Amid this indeed disgusting exchange of accusations and name-calling, no
mainstream media have reported the actual turnout numbers in North Kosovo, while the
Kosovo Albanian authorities did brag about the turnout among Serbs south of
Ibar exceeding 50 percent in some municipalities. The Serb Anti-election Staff reported
Priština’s Central Election Commission’s numbers, according to which the turnout
in Mitrovica was as low as 2.5 percent a couple of hours before the polling
site attack. The Leposavić municipality, according to the same report, saw a 16
percent turnout.
Kosovo Police and EULEX arrested one man in relation to the
violence, and quickly let him go; Jakšić said the man was connected to Serbia’s
Gendarmerie.
Going back to the most striking evidence that Serbia is
indeed as much a colony as is its occupied province, we find a new level of
subordination being reached here.
Who would have expected that between Dačić
and Vučić, the two men most directly involved in all aspects of implementation
of the Microsoft Word document popularly called the Brussels Agreement,
including the aggressive on-the-ground campaigning against those local Serbs
who refused to participate in the election organized under the legal framework
of the Albanian Republic of Kosovo, no public statement was made on such a
crucial juncture in the implementation process?
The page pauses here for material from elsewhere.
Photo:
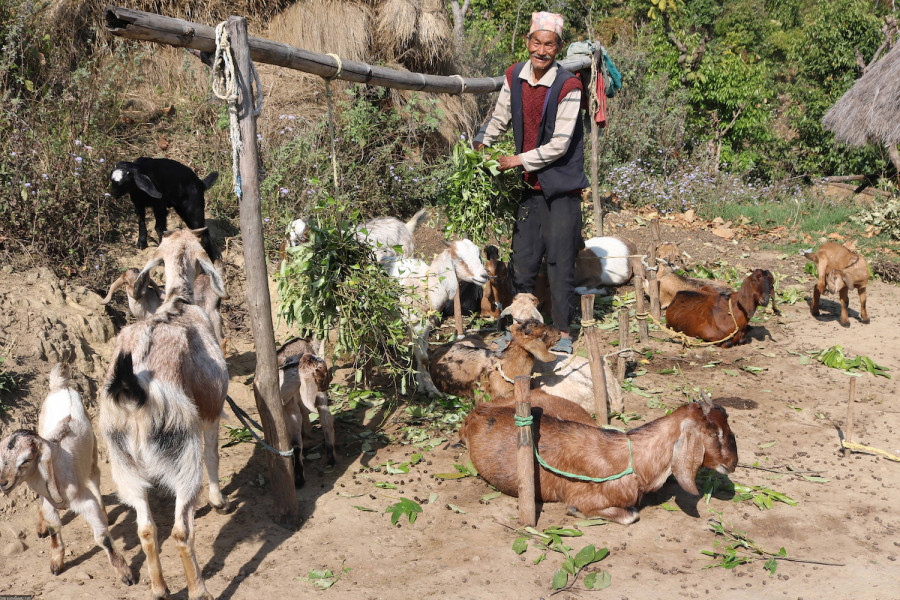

The election was the pinnacle
of the subjugation process Dačić and Vučić have been steamrolling over the
Kosovo Serbs. And Serbia’s top dogs had nothing to say about it for three days.
Nothing to say until a Brussels bureaucrat told them what exactly they were
allowed to say.
After another blow was dealt to the Imperial occupying
force by the Kosovo Serb community, Ashton decided the election will be
repeated in three sites in North Mitrovica on November 17.
Thaci bragged about how the “successful” election added
legitimacy to the Brussels Agreement.
If we know that the sole goal of the
Brussels Agreement was to subjugate the North, and if the North Kosovo Serbs
overwhelmingly and in a democratic way rejected the Dačić-Thaci deal again on November
3rd, Thaci’s demagoguery would be dismissed if it was not for the
intent to repeat the push as many times as necessary to claim the Albanian and
NATO victory over the Serbs.
And with the help of colonial Belgrade,
unfortunately, regardless of the election outcomes, the subjugation process
seems to be at an advanced stage. Belgrade not only turned its back on the
Kosovo Serbs, but has been actively pushing them into the fold of the rogue
Albanian state, which, Serbia, declaratively, refuses to recognize.
source: fakti.org |
As Belgrade political analyst Željko Cvijanović
picturesquely described in his most recent piece, Serbia’s leadership first lit
the Kosovo Serbs’ house on fire, and then blamed them for not putting the fire
out by adhering to Belgrade’s instructions.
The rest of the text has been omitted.